In other words, nobody owns communities, so there’s no reason to have DNS, and the main reason to have DNS is for moderation, which becomes moot when moderation is itself distributed.
Boomkop3@reddthat.com 5 days ago
A domain name system is for naming domains, not moderation. And just use a database instead of reinventing the wheel.
That alternative “show if trusted” approach would be nice in an ideal world where everyone already has a perfect filter bubble with only their perfect friends. But unfortunately the world isn’t like that.
You gotta learn to walk before you can run
sugar_in_your_tea@sh.itjust.works 5 days ago
Right, plebbit seems to use ENS to connect a name to a place. If the name doesn’t point to a place but instead a distributed collection of posts, you don’t need a domain name system.
A DHT is a distributed key value database. I’m modeling everything in terms of structured keys using existing data structures.
Moderation is the hardest nut here to crack, and that’s pretty much the entire point of this experiment: can I build a distributed trust system? I’ve read a few papers on approaches that could work, and this transitive trust system should do okay. The idea is that I trust user A by X%, A trusts B by Y%, so I should trust B by something less than both X% and Y%. To get a decent result, I need enough data to make it work well, but not so much that computation is slow.

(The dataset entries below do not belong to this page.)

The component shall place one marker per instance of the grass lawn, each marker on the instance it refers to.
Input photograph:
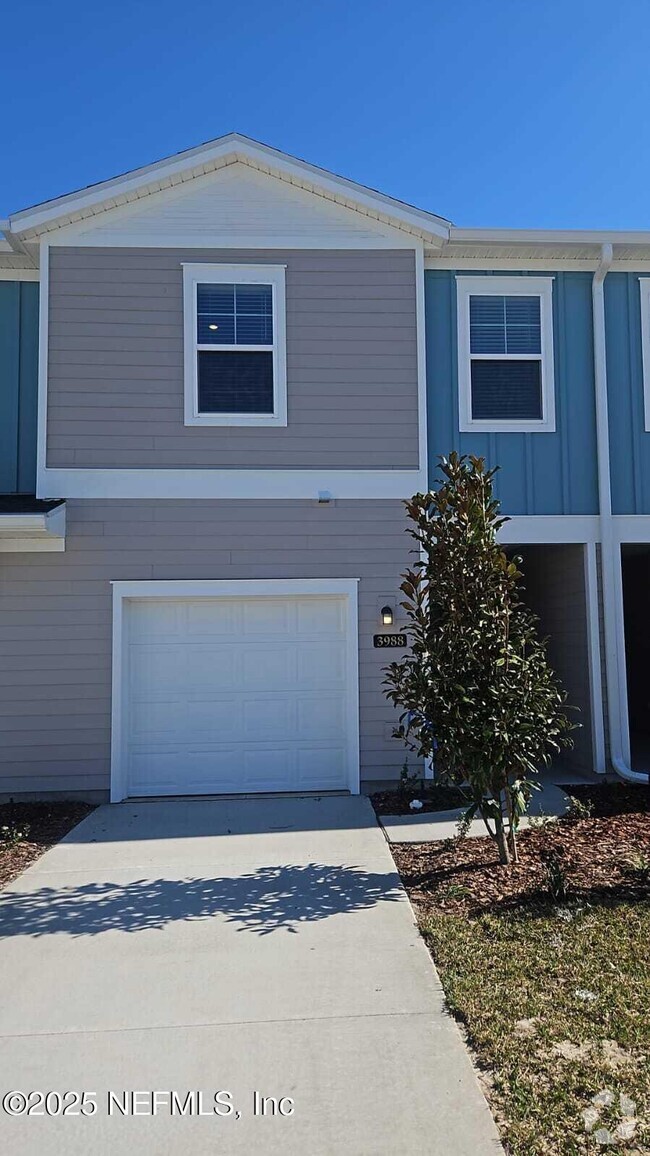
(554, 997)
(28, 829)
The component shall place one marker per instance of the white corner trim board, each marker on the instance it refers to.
(531, 530)
(644, 291)
(467, 287)
(286, 593)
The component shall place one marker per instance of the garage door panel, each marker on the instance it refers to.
(322, 769)
(320, 619)
(267, 617)
(221, 619)
(185, 772)
(267, 666)
(236, 695)
(320, 716)
(320, 665)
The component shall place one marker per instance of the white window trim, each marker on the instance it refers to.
(644, 290)
(506, 287)
(265, 587)
(239, 274)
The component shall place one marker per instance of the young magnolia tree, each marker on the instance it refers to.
(475, 689)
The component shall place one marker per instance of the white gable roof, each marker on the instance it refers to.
(236, 206)
(337, 197)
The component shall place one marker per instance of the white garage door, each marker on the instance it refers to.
(236, 695)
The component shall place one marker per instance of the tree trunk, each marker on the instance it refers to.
(502, 842)
(511, 830)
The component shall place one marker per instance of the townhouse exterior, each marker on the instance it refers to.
(221, 376)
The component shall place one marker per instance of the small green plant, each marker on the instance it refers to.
(464, 824)
(453, 891)
(555, 877)
(474, 688)
(578, 808)
(10, 835)
(639, 867)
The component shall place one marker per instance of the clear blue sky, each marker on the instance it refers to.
(511, 112)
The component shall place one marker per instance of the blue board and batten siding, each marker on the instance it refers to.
(540, 473)
(629, 444)
(19, 385)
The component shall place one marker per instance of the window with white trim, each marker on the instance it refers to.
(235, 345)
(506, 378)
(644, 287)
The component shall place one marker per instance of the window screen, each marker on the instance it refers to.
(235, 354)
(506, 358)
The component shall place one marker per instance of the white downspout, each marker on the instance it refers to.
(610, 546)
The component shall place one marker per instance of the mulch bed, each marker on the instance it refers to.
(28, 829)
(605, 857)
(431, 797)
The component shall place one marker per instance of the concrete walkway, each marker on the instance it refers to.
(549, 802)
(238, 947)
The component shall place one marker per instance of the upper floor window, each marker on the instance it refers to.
(506, 376)
(644, 286)
(235, 345)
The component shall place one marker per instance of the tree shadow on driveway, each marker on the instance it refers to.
(267, 899)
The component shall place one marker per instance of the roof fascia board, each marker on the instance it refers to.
(548, 236)
(230, 149)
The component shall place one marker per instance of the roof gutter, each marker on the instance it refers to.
(15, 244)
(610, 546)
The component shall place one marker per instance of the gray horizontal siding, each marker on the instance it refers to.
(116, 363)
(56, 615)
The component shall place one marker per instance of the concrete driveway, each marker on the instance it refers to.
(231, 947)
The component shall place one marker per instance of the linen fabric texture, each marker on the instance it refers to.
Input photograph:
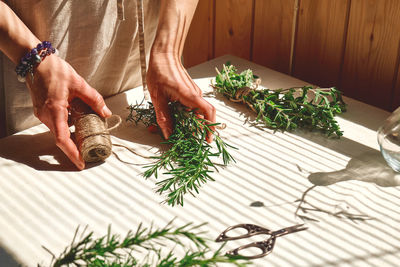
(91, 37)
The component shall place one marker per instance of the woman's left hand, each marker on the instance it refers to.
(168, 81)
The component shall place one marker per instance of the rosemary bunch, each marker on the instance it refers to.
(284, 109)
(188, 161)
(112, 250)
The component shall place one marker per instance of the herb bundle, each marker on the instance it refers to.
(188, 160)
(284, 109)
(113, 251)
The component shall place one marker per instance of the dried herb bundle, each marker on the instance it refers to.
(112, 251)
(188, 161)
(284, 109)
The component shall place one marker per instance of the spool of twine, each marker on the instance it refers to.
(91, 133)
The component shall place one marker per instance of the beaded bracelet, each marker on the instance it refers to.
(32, 59)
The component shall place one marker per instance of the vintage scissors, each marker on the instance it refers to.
(265, 246)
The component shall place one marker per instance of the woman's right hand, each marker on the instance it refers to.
(54, 86)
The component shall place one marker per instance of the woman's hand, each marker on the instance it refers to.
(168, 81)
(54, 85)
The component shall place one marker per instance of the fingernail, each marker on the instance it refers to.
(106, 112)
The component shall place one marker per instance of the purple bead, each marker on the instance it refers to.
(46, 44)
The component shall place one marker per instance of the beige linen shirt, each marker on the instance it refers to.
(90, 36)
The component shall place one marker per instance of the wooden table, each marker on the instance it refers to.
(341, 188)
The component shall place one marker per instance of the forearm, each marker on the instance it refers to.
(15, 38)
(174, 21)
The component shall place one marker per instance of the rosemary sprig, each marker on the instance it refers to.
(284, 109)
(112, 250)
(188, 161)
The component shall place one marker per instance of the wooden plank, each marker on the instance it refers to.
(320, 37)
(396, 89)
(199, 41)
(273, 28)
(233, 27)
(370, 61)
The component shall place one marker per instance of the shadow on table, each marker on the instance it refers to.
(7, 260)
(369, 167)
(37, 151)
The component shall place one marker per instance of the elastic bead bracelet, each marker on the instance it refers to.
(32, 59)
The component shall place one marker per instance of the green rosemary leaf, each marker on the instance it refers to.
(188, 160)
(112, 250)
(284, 109)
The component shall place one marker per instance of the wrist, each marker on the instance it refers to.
(29, 62)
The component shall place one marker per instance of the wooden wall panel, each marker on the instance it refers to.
(396, 92)
(370, 62)
(199, 41)
(320, 37)
(273, 28)
(233, 27)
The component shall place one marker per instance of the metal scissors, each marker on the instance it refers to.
(265, 246)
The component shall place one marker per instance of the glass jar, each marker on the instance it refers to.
(389, 140)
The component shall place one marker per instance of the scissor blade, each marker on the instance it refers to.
(289, 230)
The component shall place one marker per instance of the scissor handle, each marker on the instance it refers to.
(251, 229)
(265, 247)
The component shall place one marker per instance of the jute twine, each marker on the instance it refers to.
(92, 134)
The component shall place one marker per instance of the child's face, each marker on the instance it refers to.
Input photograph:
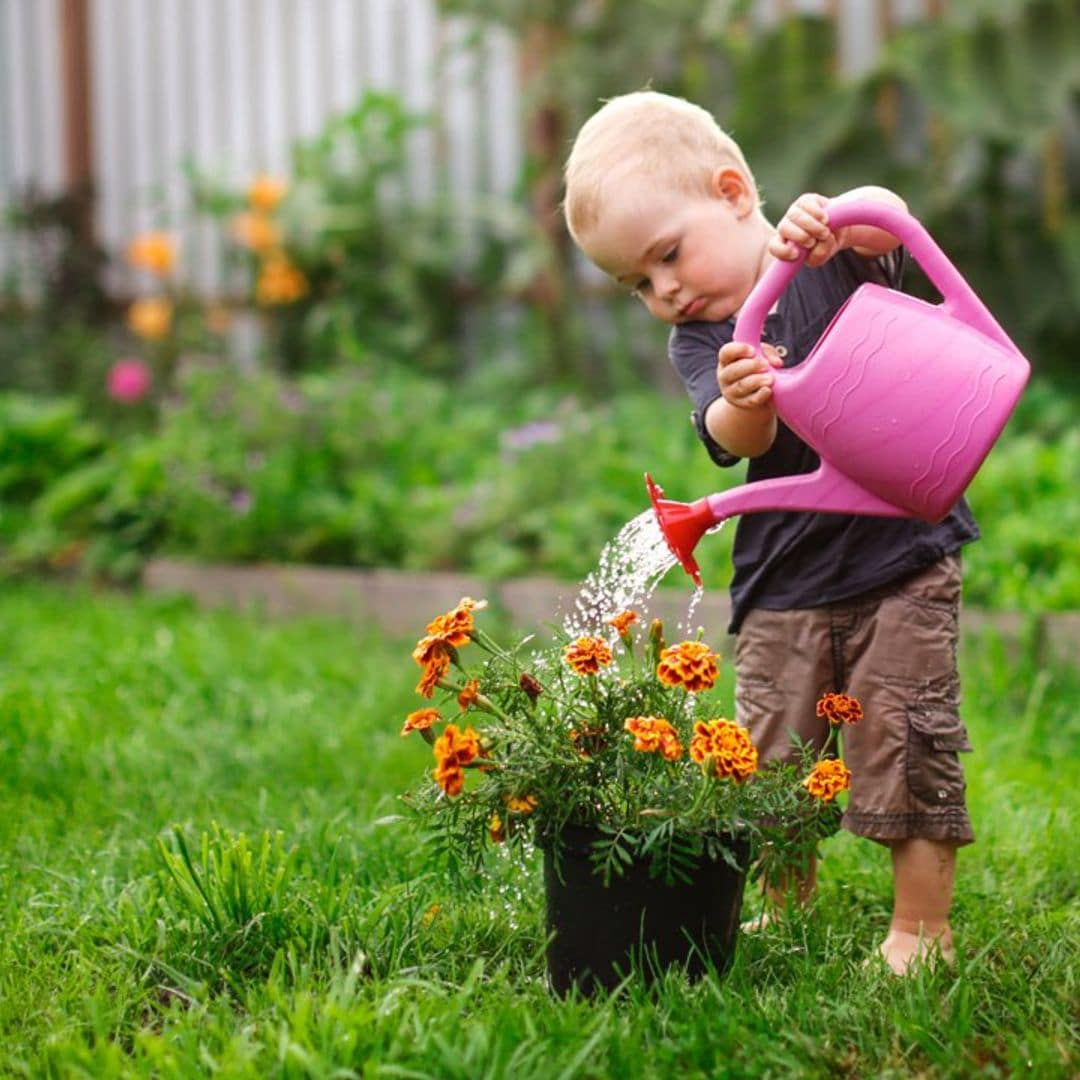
(688, 257)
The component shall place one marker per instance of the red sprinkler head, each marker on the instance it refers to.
(683, 525)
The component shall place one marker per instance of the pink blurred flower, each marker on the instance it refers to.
(129, 380)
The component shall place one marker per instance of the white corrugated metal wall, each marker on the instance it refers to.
(231, 83)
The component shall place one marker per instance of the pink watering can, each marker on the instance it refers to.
(902, 400)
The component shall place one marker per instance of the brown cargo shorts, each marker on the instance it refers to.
(894, 649)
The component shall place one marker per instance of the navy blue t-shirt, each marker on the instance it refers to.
(786, 559)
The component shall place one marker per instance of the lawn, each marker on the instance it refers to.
(199, 879)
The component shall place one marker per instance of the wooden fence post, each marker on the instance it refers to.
(78, 130)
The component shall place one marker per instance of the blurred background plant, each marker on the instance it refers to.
(388, 379)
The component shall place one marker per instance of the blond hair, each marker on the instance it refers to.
(665, 137)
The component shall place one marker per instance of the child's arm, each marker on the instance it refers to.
(743, 419)
(806, 225)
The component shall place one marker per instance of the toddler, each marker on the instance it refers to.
(664, 202)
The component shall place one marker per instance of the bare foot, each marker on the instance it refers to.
(904, 952)
(759, 922)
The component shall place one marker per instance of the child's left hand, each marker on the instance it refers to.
(806, 225)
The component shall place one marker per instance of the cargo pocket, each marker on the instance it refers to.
(934, 738)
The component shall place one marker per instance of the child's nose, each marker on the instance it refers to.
(665, 284)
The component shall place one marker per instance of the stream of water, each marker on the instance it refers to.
(628, 571)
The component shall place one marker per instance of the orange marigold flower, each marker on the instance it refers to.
(429, 649)
(724, 750)
(522, 804)
(455, 628)
(151, 318)
(266, 192)
(827, 779)
(154, 252)
(586, 656)
(421, 719)
(256, 232)
(690, 664)
(839, 709)
(653, 733)
(469, 693)
(456, 747)
(433, 671)
(623, 621)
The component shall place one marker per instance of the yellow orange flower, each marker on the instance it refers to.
(522, 804)
(266, 192)
(724, 750)
(690, 664)
(839, 709)
(151, 318)
(623, 621)
(256, 232)
(449, 778)
(827, 779)
(280, 282)
(652, 733)
(433, 671)
(456, 747)
(456, 626)
(454, 750)
(421, 719)
(469, 694)
(586, 656)
(154, 252)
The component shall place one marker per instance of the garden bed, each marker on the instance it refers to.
(401, 602)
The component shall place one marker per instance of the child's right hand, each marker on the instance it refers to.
(745, 378)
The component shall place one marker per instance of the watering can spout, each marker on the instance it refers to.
(683, 525)
(824, 490)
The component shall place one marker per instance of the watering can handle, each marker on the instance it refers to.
(958, 298)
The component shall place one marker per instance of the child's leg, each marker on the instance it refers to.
(923, 874)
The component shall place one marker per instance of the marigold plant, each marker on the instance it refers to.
(615, 731)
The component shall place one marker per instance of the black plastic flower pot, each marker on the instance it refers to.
(598, 933)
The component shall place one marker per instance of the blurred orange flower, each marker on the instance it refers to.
(151, 318)
(689, 664)
(256, 232)
(623, 621)
(280, 282)
(724, 748)
(522, 804)
(586, 656)
(827, 779)
(839, 709)
(154, 252)
(266, 192)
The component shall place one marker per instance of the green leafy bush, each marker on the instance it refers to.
(405, 471)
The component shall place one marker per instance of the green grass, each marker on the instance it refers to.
(196, 881)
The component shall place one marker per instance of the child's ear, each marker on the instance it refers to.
(733, 188)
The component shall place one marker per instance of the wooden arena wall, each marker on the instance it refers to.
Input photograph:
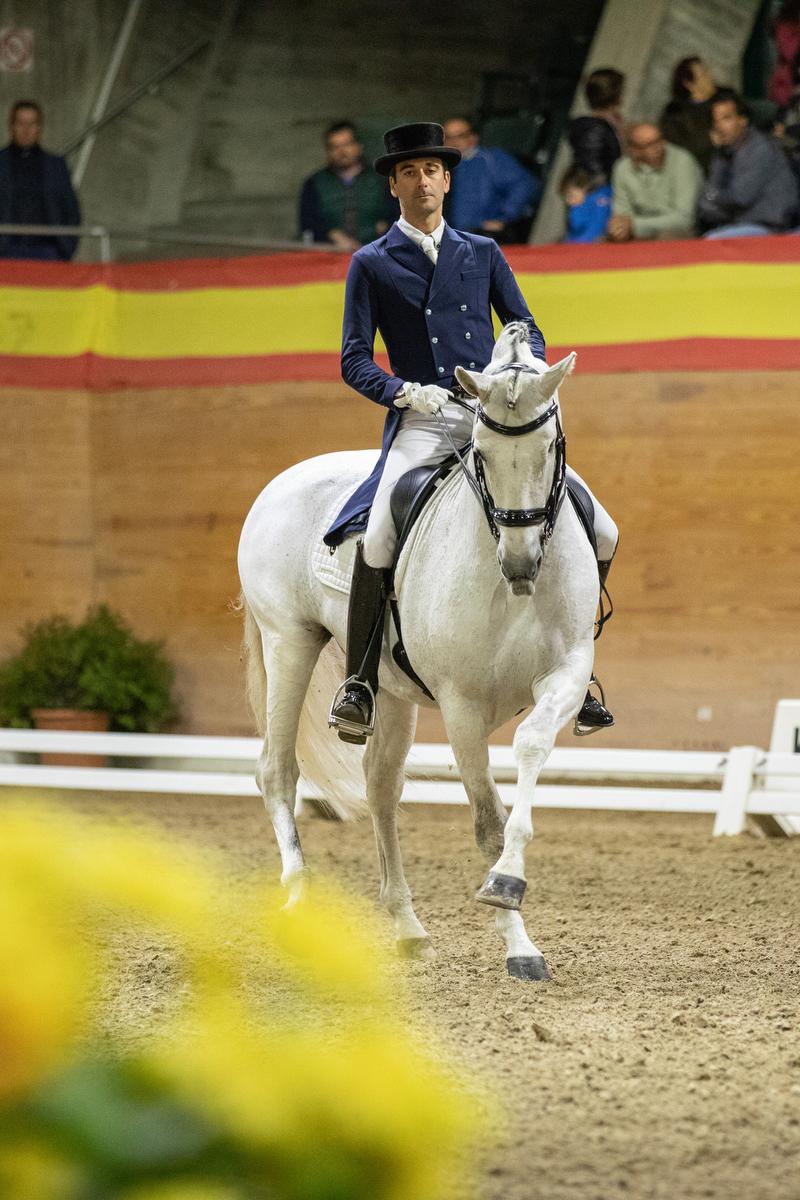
(137, 497)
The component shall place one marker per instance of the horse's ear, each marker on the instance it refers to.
(551, 379)
(473, 382)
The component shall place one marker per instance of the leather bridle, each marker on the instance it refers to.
(517, 519)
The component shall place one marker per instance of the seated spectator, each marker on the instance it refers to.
(655, 189)
(751, 189)
(787, 127)
(346, 203)
(589, 205)
(786, 31)
(35, 189)
(686, 120)
(597, 141)
(491, 192)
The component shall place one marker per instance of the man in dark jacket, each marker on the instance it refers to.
(35, 189)
(751, 189)
(596, 141)
(346, 203)
(429, 291)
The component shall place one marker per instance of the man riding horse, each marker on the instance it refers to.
(429, 292)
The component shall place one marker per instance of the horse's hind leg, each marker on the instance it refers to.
(384, 769)
(469, 745)
(289, 659)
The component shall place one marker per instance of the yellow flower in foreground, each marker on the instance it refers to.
(328, 941)
(30, 1170)
(185, 1189)
(286, 1095)
(43, 978)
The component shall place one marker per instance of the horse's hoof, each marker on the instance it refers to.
(416, 948)
(531, 970)
(501, 891)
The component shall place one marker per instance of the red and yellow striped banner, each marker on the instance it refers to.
(648, 306)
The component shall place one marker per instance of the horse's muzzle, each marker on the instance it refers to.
(521, 571)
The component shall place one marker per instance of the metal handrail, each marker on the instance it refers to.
(104, 235)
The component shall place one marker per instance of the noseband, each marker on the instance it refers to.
(517, 519)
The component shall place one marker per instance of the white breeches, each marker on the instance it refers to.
(420, 442)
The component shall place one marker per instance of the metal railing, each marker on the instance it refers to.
(106, 237)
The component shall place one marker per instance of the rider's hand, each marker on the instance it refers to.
(422, 397)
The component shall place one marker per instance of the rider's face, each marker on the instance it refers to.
(420, 185)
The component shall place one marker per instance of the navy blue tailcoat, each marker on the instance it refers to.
(432, 319)
(60, 203)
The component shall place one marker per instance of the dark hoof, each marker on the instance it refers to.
(531, 970)
(501, 891)
(417, 948)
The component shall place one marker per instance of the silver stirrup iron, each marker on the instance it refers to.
(353, 727)
(585, 731)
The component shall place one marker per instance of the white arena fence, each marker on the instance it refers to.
(746, 785)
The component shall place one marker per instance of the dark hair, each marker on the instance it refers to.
(603, 88)
(25, 103)
(729, 96)
(683, 76)
(340, 127)
(577, 177)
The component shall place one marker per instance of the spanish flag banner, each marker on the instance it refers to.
(645, 306)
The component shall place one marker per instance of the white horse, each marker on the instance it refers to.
(495, 613)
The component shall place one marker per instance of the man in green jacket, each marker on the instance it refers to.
(346, 203)
(656, 186)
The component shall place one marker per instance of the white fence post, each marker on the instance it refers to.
(737, 786)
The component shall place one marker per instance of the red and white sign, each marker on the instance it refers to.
(16, 48)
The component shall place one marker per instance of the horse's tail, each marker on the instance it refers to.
(253, 660)
(330, 766)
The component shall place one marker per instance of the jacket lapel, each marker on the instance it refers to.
(408, 253)
(452, 252)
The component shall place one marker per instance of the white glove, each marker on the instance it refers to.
(422, 397)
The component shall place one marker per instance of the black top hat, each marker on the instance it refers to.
(425, 139)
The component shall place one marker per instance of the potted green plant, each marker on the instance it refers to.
(90, 676)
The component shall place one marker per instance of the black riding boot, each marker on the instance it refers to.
(594, 715)
(353, 712)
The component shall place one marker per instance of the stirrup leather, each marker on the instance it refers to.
(356, 729)
(585, 731)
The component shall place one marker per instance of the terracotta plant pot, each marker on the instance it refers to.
(71, 720)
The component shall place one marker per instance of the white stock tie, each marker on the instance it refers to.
(429, 247)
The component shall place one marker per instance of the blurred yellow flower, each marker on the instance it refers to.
(328, 941)
(30, 1170)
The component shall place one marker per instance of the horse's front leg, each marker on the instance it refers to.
(384, 769)
(467, 737)
(289, 660)
(557, 697)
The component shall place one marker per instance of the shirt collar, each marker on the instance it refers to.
(417, 235)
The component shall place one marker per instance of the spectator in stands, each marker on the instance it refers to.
(35, 189)
(751, 189)
(686, 120)
(588, 203)
(597, 141)
(491, 193)
(787, 43)
(655, 189)
(346, 203)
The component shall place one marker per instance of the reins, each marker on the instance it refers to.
(513, 519)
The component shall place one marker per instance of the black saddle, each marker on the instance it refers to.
(410, 495)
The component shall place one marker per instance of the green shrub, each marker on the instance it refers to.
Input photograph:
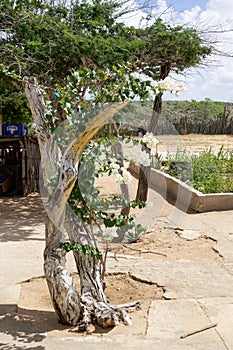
(207, 172)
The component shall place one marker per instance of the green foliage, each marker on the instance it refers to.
(82, 248)
(13, 103)
(207, 172)
(85, 199)
(176, 48)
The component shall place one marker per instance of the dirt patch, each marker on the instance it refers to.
(166, 244)
(35, 305)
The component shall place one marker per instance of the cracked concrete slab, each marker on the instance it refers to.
(220, 311)
(190, 235)
(173, 319)
(224, 247)
(185, 278)
(119, 263)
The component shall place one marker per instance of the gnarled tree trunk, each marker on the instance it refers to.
(144, 175)
(90, 304)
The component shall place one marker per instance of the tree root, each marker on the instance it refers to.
(104, 314)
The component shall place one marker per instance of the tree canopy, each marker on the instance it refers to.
(49, 40)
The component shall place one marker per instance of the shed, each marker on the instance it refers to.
(19, 165)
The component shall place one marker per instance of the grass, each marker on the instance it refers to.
(207, 172)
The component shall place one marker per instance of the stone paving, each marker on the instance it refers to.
(196, 312)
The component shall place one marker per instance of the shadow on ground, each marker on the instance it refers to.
(21, 218)
(20, 331)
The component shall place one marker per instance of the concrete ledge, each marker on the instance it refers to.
(183, 196)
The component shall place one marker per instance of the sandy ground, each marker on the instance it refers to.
(17, 214)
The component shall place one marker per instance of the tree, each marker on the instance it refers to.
(71, 307)
(49, 42)
(169, 49)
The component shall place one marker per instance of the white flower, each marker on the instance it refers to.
(149, 139)
(114, 167)
(137, 156)
(143, 158)
(124, 176)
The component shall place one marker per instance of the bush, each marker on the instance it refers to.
(207, 172)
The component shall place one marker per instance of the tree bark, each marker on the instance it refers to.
(90, 305)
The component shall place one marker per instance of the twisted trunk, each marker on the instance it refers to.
(144, 175)
(90, 304)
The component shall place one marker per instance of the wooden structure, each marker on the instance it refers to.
(20, 160)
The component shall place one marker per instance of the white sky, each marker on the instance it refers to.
(215, 81)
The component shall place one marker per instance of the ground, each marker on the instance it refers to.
(20, 215)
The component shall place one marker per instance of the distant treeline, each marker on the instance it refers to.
(184, 117)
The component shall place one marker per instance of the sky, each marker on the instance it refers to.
(215, 79)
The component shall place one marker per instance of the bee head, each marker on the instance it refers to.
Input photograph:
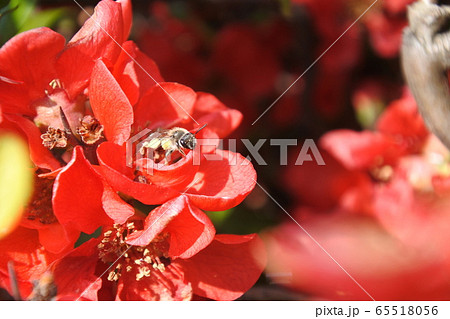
(188, 141)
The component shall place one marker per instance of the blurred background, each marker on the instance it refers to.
(375, 229)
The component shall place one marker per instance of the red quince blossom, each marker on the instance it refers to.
(331, 20)
(385, 267)
(386, 226)
(77, 110)
(30, 259)
(385, 24)
(45, 100)
(173, 254)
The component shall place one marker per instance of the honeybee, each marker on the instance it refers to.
(167, 141)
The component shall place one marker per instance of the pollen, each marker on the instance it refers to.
(40, 206)
(90, 130)
(54, 137)
(139, 261)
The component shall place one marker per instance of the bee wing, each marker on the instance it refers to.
(153, 141)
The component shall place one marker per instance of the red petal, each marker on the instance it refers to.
(40, 155)
(58, 239)
(127, 16)
(385, 267)
(29, 58)
(112, 160)
(165, 105)
(190, 229)
(110, 105)
(77, 195)
(227, 268)
(359, 150)
(114, 206)
(74, 274)
(402, 119)
(209, 110)
(30, 259)
(135, 72)
(309, 182)
(100, 37)
(166, 286)
(222, 183)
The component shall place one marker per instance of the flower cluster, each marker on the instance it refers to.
(77, 104)
(379, 207)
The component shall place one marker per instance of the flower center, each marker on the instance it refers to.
(40, 206)
(139, 260)
(90, 130)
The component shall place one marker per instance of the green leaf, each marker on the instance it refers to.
(43, 18)
(16, 181)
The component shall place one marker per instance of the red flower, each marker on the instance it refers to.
(77, 109)
(385, 267)
(30, 259)
(171, 255)
(400, 131)
(47, 82)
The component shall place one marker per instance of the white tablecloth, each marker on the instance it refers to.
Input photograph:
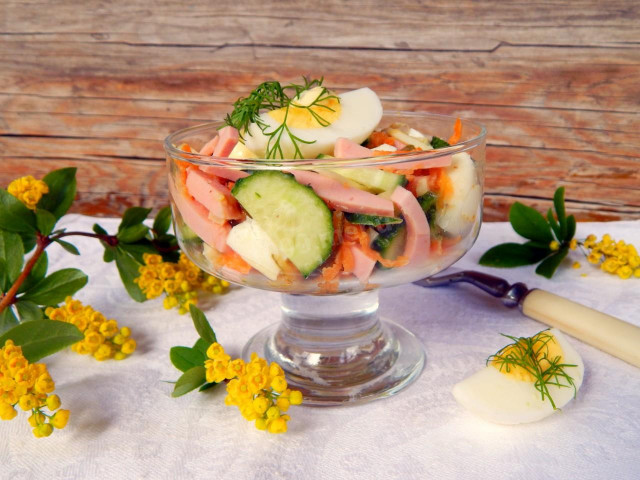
(124, 423)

I think it’s feasible. If it works, we don’t need centralized moderation, which solves a ton of problems in current social media networks.
Boomkop3@reddthat.com 5 days ago
Note: we don’t have centralized moderation here either. We’re talking in two completely different instances. Just like plebbit would have
Boomkop3@reddthat.com 5 days ago
No, it does not “seem”, it explicitly states.
A hash table is a way of storing data, I suppose you could call it a very primitive database. But that’s not the common usage of the word database. Hash tables are used in database indexes, hence why I called it “reinventing the wheel”.
The naming system is still a central part of any network, even if decentralized in design. So it will need some sort or central moderation.
One issue with ens though, is that the control over it is more centralized than dns. But without regulation, it’s worse than the existing solution.